The best part about it, coding-wise, is that you can choose between 7 different models.
I think he's talking about Microsoft Copilot 365, not the coding assistant.
Makes one wonder how much they are offering to the owner of www.copilot.com and why on God's green earth they would abandon the very strong brand name "Office" and www.office.com
Had to lookup office.com myself to see it; their office package is literally called MS Copilot.
It gets worse, actually. My comment was inaccurate because it could also be the windows assistant outside of MS Office.
At this point, Occam's Razor dictates companies must make these terribly confusing branding choices on purpose. It has to be by design.
I consider Copilot a flop because it can't do anything. For example open Copilot on Windows and ask it to increase volume. It can't do it, but it will give you instructions for how to do it. In other words it is no better than standalone AI chat websites.
Note that Microsoft do have their own LLM team, and their own model called Phi-4.

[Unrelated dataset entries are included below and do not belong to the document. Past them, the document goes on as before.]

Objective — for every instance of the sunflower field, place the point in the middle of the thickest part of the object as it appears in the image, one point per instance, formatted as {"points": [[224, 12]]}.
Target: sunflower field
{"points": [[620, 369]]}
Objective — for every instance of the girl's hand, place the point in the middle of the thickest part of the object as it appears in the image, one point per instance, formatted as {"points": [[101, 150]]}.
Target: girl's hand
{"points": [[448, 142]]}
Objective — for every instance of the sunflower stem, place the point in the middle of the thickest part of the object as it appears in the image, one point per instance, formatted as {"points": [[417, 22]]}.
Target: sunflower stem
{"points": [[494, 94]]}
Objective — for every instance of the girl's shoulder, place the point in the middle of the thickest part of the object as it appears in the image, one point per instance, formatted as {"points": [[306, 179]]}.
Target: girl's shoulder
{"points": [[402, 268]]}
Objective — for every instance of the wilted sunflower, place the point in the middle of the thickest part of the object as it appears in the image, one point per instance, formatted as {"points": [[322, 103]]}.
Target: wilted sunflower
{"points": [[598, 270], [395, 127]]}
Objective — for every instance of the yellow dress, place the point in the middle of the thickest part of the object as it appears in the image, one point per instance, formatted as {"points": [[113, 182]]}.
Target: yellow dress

Recently I was looking for a small LLM that could perform reasonably well while answering questions with low latency, for near realtime conversations running on a single RTX 3090. I settled on Microsoft’s Phi-4 model so far. However I’m not sure yet if my choice is good and open to more suggestions!
I've been using claude running via Ollama (incept5/llama3.1-claude) and I've been happy with the results. The only annoyance I have is that it won't search the internet for information because that capability is disabled via flag.
That's.. that's not the Claude people talk about when they say Claude. Just to be sure.
When my parent speak about AI, they call it Copilot. Mircosoft has a big Advantage that they can integrate AI in many daily used products, where it is not competing with their core product like Google
And google has it built into my phone's text message app
these days it seems like everyone is trying to get their AI to be the standard.
i wonder how things will look in 10 years.
Any way you can back up that Copilot is a flop?
Lots of articles on it... and I am not even talking about competitors like Benioff [1]. I am talking about user complaints like this [2]. Users expect Copilot to be fully integrated, like Cursor is into VSCode. Instead what you get is barely better than typing into standalone AI chats like Claude.AI.
[1] https://www.cio.com/article/3586887/marc-benioff-rails-again...
[2] https://techcommunity.microsoft.com/discussions/microsoft365...
The linked complaint is specifically about Microsoft Copilot, which despite the name is completely unrelated to the original GitHub Copilot. VS Code's integrated GitHub Copilot nowadays has the Copilot Edits feature, which can actually edit, refactor and generate files for you using a variety of models, pretty much exactly like Cursor.
My read of the thread is that this discussion is specifically about Microsoft Copilot, not GitHub Copilot.
Which I guess just goes to show how confusing Microsoft insists on making its making scheme
Sorry I meant Microsoft Copilot should be as integrated into Office as Cursor is into VSCode. I was not talking about GitHub Copilot.